Covering map implies local homeomorphism

Statement

Suppose ${\displaystyle E}$ and ${\displaystyle B}$ are topological spaces and ${\displaystyle p:E\to B}$ is a Covering map (?). Then, ${\displaystyle p}$ is a Local homeomorphism (?).

Proof

Given: A covering map ${\displaystyle p:E\to B}$. A point ${\displaystyle e\in E}$.
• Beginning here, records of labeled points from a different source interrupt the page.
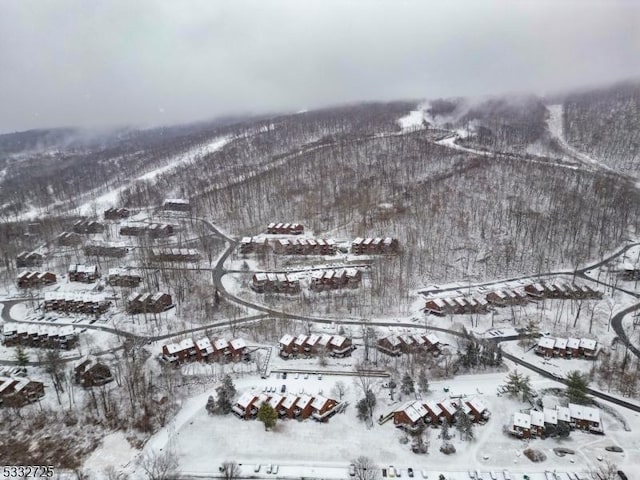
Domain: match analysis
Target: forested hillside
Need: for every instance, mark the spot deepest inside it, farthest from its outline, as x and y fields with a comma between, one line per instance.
x=605, y=124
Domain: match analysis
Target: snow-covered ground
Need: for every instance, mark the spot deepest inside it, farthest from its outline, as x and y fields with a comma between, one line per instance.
x=202, y=442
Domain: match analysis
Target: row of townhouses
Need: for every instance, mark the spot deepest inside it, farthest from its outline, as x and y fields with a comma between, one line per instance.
x=417, y=412
x=287, y=406
x=75, y=302
x=396, y=345
x=30, y=279
x=333, y=345
x=535, y=423
x=205, y=349
x=42, y=336
x=567, y=347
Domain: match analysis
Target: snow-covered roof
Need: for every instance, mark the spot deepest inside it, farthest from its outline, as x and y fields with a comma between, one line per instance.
x=432, y=338
x=246, y=399
x=173, y=348
x=304, y=401
x=477, y=404
x=319, y=402
x=550, y=415
x=289, y=401
x=546, y=342
x=588, y=344
x=447, y=406
x=286, y=340
x=573, y=343
x=561, y=343
x=522, y=420
x=204, y=345
x=580, y=412
x=564, y=414
x=537, y=418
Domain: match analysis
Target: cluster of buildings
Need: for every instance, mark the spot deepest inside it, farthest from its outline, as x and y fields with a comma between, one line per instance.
x=68, y=239
x=396, y=345
x=123, y=277
x=42, y=336
x=507, y=297
x=285, y=229
x=87, y=227
x=305, y=246
x=19, y=391
x=567, y=347
x=83, y=273
x=142, y=229
x=536, y=423
x=103, y=249
x=308, y=345
x=253, y=245
x=29, y=259
x=72, y=302
x=174, y=255
x=145, y=302
x=335, y=279
x=561, y=290
x=35, y=279
x=116, y=213
x=374, y=246
x=176, y=205
x=89, y=372
x=205, y=349
x=286, y=406
x=274, y=283
x=415, y=413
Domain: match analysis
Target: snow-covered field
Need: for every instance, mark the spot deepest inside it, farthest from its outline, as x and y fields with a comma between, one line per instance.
x=313, y=449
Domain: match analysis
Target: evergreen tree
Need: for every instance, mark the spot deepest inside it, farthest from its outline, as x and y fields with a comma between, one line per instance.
x=267, y=415
x=22, y=357
x=211, y=405
x=225, y=392
x=464, y=425
x=577, y=385
x=423, y=381
x=407, y=386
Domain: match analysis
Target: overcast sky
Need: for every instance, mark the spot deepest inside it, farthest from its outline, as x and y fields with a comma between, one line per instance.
x=146, y=62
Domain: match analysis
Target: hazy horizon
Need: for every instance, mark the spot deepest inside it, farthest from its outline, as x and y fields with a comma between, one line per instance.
x=78, y=64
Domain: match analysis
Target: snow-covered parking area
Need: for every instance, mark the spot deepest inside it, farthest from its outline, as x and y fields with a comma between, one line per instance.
x=324, y=450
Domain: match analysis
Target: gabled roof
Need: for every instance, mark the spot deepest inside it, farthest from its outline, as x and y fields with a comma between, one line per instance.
x=286, y=340
x=550, y=416
x=580, y=412
x=522, y=420
x=537, y=418
x=246, y=399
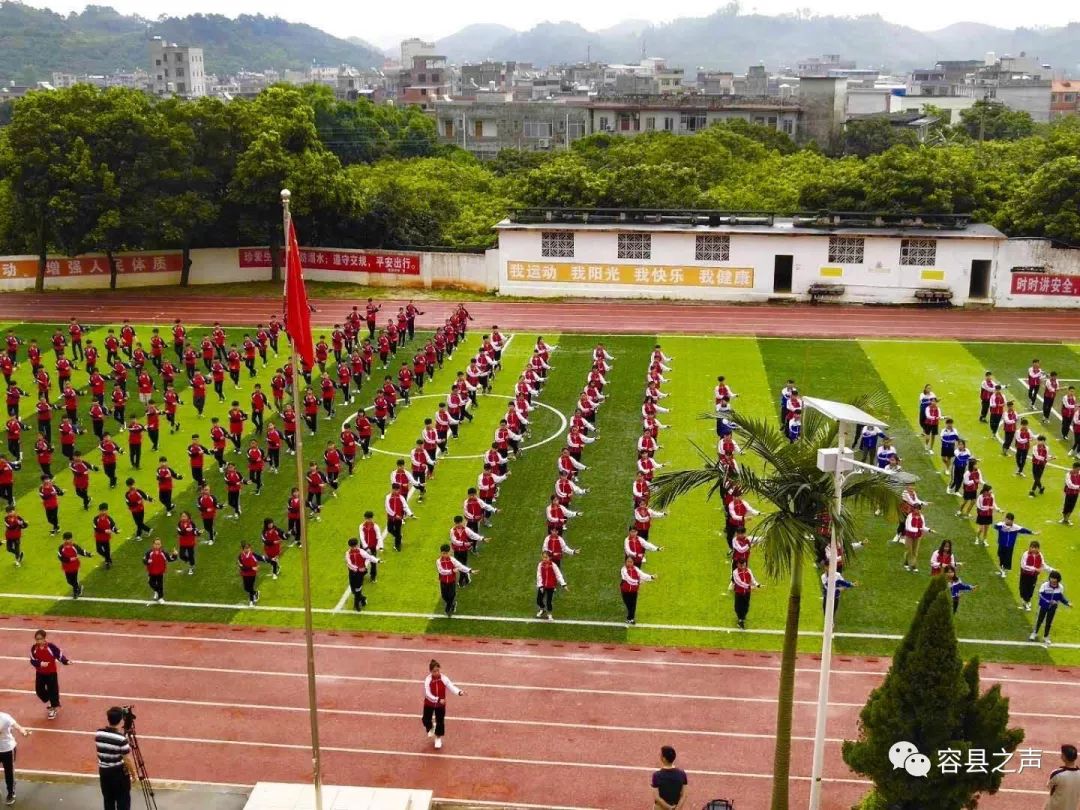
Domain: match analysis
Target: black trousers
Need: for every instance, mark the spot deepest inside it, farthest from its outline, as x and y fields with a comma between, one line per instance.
x=356, y=585
x=544, y=598
x=1045, y=615
x=1027, y=583
x=742, y=606
x=48, y=687
x=449, y=594
x=116, y=788
x=8, y=760
x=436, y=713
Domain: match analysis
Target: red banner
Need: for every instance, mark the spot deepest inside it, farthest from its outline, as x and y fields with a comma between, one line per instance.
x=1045, y=284
x=356, y=261
x=64, y=268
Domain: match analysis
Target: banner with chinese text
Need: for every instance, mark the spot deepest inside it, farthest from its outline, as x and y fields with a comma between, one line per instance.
x=356, y=261
x=65, y=268
x=1045, y=284
x=653, y=275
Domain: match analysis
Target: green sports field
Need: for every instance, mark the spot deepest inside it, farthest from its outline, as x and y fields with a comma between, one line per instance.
x=688, y=605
To prove: There exists an open subset ${\displaystyle V}$ of ${\displaystyle E}$ containing ${\displaystyle e}$ such that the restriction of ${\displaystyle p}$ to ${\displaystyle V}$ is a homeomorphism.

Proof:

Step no.	Assertion	Definitions used	Previous steps used	Explanation
1	Let ${\displaystyle b=p(e)}$	--	--
2	There exists an open subset ${\displaystyle U}$ of ${\displaystyle B}$ such that ${\displaystyle b\in U}$, a discrete space ${\displaystyle F}$, and a homeomorphism ${\displaystyle \varphi :U\times F\to p^{-1}(U)}$ such that ${\displaystyle p\circ \varphi }$ is projection on the first coordinate.	covering map	(1)
3	Let ${\displaystyle f}$ be the second coordinate of ${\displaystyle \varphi ^{-1}(e)}$. Let ${\displaystyle V}$ be ${\displaystyle \varphi (U\times \{f\})}$. Then ${\displaystyle V}$ contains ${\displaystyle e}$	--	(2)	By definition, ${\displaystyle \varphi ^{-1}(e)\in U\times \{f\}}$. Since ${\displaystyle \varphi }$ is bijective, we get that ${\displaystyle e\in \varphi (U\times \{f\})}$.
4	${\displaystyle V}$ is an open subset of ${\displaystyle p^{-1}(U)}$	--	(2), (3)	Since ${\displaystyle \varphi }$ is a homeomorphism, it suffices to note that ${\displaystyle U\times \{f\}}$ is an open subset of ${\displaystyle U\times F}$. This in turn follows from the fact that ${\displaystyle F}$ being a discrete space, ${\displaystyle \{f\}}$ is an open subset of ${\displaystyle F}$.
5	${\displaystyle V}$ is an open subset of ${\displaystyle E}$	--	(2), (4)	Since ${\displaystyle p}$ is continuous and ${\displaystyle U}$ is open in ${\displaystyle B}$, ${\displaystyle p^{-1}(U)}$ is open in ${\displaystyle E}$. Step (4) says that ${\displaystyle V}$ is open in ${\displaystyle p^{-1}(U)}$. Combining, we get that ${\displaystyle V}$ is open in ${\displaystyle E}$.
6	The restriction of ${\displaystyle p}$ to ${\displaystyle V}$ gives a homeomorphism from ${\displaystyle V}$ to ${\displaystyle U}$.	--	(2)-(5)	We have that ${\displaystyle p=(p\circ \varphi )\circ \varphi ^{-1}}$. Restricted to ${\displaystyle V}$, the map is the composite of a homeomorphism from ${\displaystyle V}$ to ${\displaystyle U\times \{f\}}$ and a projection (homeomorphism) from ${\displaystyle U\times \{f\}}$ to ${\displaystyle U}$. Hence, the map overall is a homeomorphism.